Understanding Derivatives

Here is an e-mail I received which I found to be very interesting and helpful. I hope you find it so also. (Can you tell I’m on an analogy kick lately?)  :o)  [The nature of the business that “Helga” runs is not of my choosing, but appears to be necessary for the analogy to work. I apologize.]

“Helga is the proprietor of a bar. She realizes that virtually all of her customers are unemployed alcoholics and, as such, can no longer afford to patronize her bar. To solve this problem, she comes up with a new marketing plan that allows her customers to drink now, but pay later. Helga keeps track of the drinks consumed on a ledger (thereby granting the customers’ loans).Word gets around about Helga’s “drink now, pay later” marketing strategy and, as a result, increasing numbers of customers flood into Helga’s bar.

Soon she has the largest sales volume for any bar in town. By providing her customers freedom from immediate payment demands, Helga gets no resistance when, at regular intervals, she substantially increases her prices for wine and beer, the most consumed beverages.Consequently, Helga’s gross sales volume increases massively. A young and dynamic vice-president at the local bank recognizes that these customer debts constitute valuable future assets and increases Helga’s borrowing limit. He sees no reason for any undue concern, since he has the debts of the unemployed alcoholics as collateral!!!

At the bank’s corporate headquarters, expert traders figure a way to make huge commissions, and transform these customer loans into DRINKBONDS. These “securities” then are bundled and traded on international securities markets. Naive investors don’t really understand that the securities being sold to them as “AA” “Secured Bonds” really are debts of unemployed alcoholics. Nevertheless, the bond prices continuously climb!!!, and the securities soon become the hottest-selling items for some of the nation’s leading brokerage houses.
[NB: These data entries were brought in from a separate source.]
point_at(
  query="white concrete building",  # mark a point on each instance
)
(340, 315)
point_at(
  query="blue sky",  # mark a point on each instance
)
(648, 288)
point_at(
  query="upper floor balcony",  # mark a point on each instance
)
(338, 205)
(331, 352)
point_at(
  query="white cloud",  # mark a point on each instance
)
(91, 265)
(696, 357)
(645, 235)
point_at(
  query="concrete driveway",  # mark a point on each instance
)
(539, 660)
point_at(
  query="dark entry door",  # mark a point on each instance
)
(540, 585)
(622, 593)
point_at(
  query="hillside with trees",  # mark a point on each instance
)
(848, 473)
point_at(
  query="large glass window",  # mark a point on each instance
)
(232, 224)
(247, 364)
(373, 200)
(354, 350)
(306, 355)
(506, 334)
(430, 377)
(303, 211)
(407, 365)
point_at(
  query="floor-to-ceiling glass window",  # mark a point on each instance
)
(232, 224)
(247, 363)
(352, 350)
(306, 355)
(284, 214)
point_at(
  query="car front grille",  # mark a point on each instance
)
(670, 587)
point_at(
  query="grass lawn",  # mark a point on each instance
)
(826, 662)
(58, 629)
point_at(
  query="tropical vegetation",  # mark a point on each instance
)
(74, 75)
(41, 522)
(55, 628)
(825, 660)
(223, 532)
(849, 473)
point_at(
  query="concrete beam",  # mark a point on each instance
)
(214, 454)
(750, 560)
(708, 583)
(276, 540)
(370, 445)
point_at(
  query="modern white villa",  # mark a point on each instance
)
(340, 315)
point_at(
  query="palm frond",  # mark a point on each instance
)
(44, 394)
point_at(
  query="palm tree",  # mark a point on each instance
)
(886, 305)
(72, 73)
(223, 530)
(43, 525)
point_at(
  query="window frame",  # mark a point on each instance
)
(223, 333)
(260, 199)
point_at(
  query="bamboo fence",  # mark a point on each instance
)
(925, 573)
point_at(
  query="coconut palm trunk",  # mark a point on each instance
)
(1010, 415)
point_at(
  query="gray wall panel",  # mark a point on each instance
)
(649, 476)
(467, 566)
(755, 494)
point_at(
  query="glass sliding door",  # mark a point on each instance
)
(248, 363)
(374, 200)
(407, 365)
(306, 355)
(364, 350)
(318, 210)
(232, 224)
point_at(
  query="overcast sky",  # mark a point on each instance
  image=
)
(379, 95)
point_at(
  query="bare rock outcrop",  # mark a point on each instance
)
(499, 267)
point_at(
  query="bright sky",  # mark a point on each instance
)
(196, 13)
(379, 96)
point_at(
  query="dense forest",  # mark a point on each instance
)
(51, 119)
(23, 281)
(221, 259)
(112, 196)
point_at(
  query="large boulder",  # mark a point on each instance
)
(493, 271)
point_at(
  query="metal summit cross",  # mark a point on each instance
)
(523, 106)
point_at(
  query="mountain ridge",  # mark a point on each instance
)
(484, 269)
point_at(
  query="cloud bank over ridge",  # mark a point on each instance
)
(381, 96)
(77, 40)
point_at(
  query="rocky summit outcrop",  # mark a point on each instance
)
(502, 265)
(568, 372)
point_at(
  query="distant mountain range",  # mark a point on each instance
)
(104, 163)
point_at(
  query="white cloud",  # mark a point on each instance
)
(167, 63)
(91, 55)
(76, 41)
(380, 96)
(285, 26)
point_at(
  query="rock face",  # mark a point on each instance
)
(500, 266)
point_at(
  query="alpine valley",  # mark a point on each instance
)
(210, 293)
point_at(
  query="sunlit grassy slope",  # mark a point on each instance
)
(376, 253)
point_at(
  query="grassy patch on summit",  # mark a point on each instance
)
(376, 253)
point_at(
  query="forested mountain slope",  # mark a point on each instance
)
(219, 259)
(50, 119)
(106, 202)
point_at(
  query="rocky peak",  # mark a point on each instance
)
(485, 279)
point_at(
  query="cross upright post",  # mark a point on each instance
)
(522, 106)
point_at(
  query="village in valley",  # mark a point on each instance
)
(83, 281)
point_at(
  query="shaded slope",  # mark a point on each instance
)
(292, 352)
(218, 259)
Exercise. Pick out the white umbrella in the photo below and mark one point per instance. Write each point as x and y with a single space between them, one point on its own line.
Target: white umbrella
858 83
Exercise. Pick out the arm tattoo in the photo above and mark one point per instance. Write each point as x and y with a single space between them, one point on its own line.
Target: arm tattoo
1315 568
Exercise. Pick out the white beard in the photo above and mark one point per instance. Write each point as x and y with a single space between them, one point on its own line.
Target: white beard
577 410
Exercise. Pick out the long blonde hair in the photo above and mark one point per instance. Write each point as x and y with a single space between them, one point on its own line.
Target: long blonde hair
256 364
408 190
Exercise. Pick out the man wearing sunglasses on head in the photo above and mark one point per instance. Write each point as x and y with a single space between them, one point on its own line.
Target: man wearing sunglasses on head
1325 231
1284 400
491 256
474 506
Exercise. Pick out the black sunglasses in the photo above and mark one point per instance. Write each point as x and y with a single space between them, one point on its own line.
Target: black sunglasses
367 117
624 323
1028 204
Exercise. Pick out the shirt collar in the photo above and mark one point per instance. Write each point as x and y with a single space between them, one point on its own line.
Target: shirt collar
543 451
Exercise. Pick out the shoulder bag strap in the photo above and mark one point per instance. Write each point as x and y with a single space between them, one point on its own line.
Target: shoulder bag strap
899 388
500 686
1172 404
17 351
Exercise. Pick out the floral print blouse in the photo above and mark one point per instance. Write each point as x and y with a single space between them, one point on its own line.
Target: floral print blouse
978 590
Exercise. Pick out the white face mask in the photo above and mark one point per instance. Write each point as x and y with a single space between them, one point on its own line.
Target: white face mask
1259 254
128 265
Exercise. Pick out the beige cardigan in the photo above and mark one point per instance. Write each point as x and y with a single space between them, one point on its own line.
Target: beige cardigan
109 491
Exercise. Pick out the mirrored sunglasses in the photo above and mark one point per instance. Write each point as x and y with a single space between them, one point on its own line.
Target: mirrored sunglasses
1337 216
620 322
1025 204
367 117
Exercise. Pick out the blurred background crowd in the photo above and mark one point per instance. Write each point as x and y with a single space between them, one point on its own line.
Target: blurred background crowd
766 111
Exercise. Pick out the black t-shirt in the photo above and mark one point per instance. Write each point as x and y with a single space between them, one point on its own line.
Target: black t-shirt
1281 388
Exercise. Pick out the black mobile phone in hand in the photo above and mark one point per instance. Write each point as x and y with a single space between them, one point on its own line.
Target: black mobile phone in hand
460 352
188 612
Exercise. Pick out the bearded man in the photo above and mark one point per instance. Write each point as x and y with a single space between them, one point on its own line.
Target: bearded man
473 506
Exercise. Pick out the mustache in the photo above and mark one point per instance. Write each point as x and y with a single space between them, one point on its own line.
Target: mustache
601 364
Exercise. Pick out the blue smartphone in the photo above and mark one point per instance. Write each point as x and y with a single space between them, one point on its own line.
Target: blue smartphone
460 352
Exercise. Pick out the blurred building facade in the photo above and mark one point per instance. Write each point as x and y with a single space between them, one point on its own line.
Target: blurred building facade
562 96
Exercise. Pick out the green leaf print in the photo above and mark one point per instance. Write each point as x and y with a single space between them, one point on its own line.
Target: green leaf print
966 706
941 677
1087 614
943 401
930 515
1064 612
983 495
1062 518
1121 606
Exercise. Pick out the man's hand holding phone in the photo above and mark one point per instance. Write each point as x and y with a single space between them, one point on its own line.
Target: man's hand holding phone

One day, even though the bond prices still are climbing, a risk manager at the original local bank decides that the time has come to demand payment on the debts incurred by the drinkers at Helga’s bar. He so informs Helga. Helga then demands payment from her alcoholic patrons, but being unemployed alcoholics they cannot pay back their drinking debts. Since Helga cannot fulfill her loan obligations she is forced into bankruptcy. The bar closes and Helga’s 11 employees lose their jobs. Overnight, DRINKBOND prices drop by 90%. The collapsed bond asset value destroys the bank’s liquidity and prevents it from issuing new loans, thus freezing credit and economic activity in the community. 

The suppliers of Helga’s bar had granted her generous payment extensions and had invested their firms’ pension funds in the BOND securities. They find they are now faced with having to write off her bad debt and with losing over 90% of the presumed value of the bonds. Her wine supplier also claims bankruptcy, closing the doors on a family business that had endured for three generations, her beer supplier is taken over by a competitor, who immediately closes the local plant and lays off 150 workers.

Fortunately though, the bank, the brokerage houses and their respective executives are saved and bailed out by a multibillion dollar no-strings attached cash infusion from the government.

The funds required for this bailout are obtained by new taxes levied on employed, middle-class, non-drinkers who’ve never been in Helga’s bar.

Now do you understand?”


3 thoughts on “Understanding Derivatives

  1. What this doesn’t explain, is that the Bar is the US government – through their policies of lending to people to get them to own their own houses. Helga is FNMA (Fannie) and FHLMC (Freddie Mac) – who did as they were asked, and sold mortgages to people who couldn’t afford them. In addition, mortgage sellers of all sorts sold mortgages without any evidence of income or jobs (sometimes called NINJA mortgages, No Income No Job).

    What happened was unfortunately not illegal – hence the government realising their fundamental role in encouraging mortgage lending – bailed out the mess they’d caused to avoid more embarrassment.

    Another role in the above which is missing is the role of the ratings agencies – they were supposed to provide an independent review of the mortgage bonds so that investors could get an objective view of the risk – this clearly failed, yet there doesn’t seem to be any action to remake how the rating agencies function.

    Too may players have their hand in the cookie jar, which is why no-one has gone to prison, the analogy above over-simplifies the situation.

    • Thank you for the further information Bill. You obviously have much more knowledge on this topic than I do. I think this analogy was intended to help average guys like me understand a complicated problem. It might leave some things out, but I sure found it helpful. Thank you for going deeper.